Unfavorable development in workers' compensation was related to increased severity of indemnity losses relative to expectations on claims related to Defense Base Act contractors, primarily in accident years 2008 and prior.
Favorable development was recorded for property and marine coverages. Favorable development on catastrophe claims was due to lower than expected incurred loss emergence, primarily in accident years 2008 and 2009. Favorable non-catastrophe development was due to lower than expected severity in accident years 2009 and prior. Favorable development in marine business was primarily due to decreased claim frequency and favorable cargo salvage recoveries in recent accident years as well as lower than expected severity for excess liability in accident years 2005 and prior. Favorable property and marine development in the Company's European operation was due to lower than expected frequency of large claims primarily in accident year 2009.
2009
Favorable development was recorded in auto coverages, primarily driven by decreased frequency in the Company's Hawaiian book of business.
Overall, favorable development was recorded for general liability coverages.
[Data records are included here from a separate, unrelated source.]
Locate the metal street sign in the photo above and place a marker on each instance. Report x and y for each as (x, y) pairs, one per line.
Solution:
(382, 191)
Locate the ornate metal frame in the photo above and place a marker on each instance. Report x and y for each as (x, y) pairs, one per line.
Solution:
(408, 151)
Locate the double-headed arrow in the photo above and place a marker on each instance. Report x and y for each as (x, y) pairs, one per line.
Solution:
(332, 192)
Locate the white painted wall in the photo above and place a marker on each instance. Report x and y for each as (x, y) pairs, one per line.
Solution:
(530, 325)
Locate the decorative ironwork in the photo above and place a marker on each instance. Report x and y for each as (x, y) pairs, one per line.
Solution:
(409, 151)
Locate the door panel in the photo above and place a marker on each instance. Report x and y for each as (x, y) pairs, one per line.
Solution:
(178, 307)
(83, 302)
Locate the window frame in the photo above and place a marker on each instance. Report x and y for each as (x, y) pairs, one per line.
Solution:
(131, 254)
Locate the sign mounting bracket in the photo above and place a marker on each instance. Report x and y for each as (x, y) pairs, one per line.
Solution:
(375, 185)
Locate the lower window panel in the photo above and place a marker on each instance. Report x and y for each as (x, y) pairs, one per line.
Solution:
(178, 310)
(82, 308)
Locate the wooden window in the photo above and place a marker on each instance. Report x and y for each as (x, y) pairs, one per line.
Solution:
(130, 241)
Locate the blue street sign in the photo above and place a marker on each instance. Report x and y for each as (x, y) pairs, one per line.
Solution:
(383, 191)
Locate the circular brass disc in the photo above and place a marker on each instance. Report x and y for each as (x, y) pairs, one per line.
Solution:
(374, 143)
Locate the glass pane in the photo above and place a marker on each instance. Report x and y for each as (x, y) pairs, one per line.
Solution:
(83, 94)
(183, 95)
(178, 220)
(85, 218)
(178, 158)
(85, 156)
Favorable development in construction defect exposures was due to decreased frequency and severity trends in accident years 2003 and prior. Favorable development in non-construction defect exposures was primarily due to claims closing favorable to expectations in accident years 2006 and prior. Favorable development in our Canadian casualty programs was primarily driven by severity emerging favorable to prior expectations. This development amount also included unfavorable development recorded due to higher than anticipated litigation costs related to mass tort exposures, primarily in accident years 1997 and prior.
Unfavorable workers' compensation development was due to increased paid and incurred severity primarily in the small and middle markets businesses in accident years 2004, 2007 and 2008. Unfavorable development was recorded related to increased severity of indemnity losses relative to expectations on workers' compensation claims related to Defense Base Act contractors primarily in accident years 2004 through 2008.
Favorable development was recorded for property coverages. Favorable catastrophe development was driven by the favorable settlement of several claims primarily in accident years 2005 and 2007, and better than expected frequency and severity on claims in accident year 2008. Favorable non-catastrophe development primarily related to large property and marine coverages in accident years 2007 and 2008. Favorable development was recorded in the Company's European property, cargo, and personal accident and travel businesses driven by both frequency and severity emerging favorably to prior expectations, particularly in accident years 2007 and 2008.
Corporate & Other Non-Core
2009
Unfavorable development was recorded related to asbestos. The Company noted adverse development in various asbestos accounts due to increases in average claim severity and defense expense arising from increased trial activity. Additionally, the Company had not seen a decline in the overall emergence of new accounts.
Unfavorable development was recorded related to environmental pollution. The Company noted adverse development in various pollution accounts due to changes in the liabilities attributed to our policyholders and adverse changes in case law impacting insurers' coverage obligations. These changes in turn increased the Company's account estimates on certain accounts. In addition, the frequency of environmental pollution claims did not decline at the rate previously anticipated.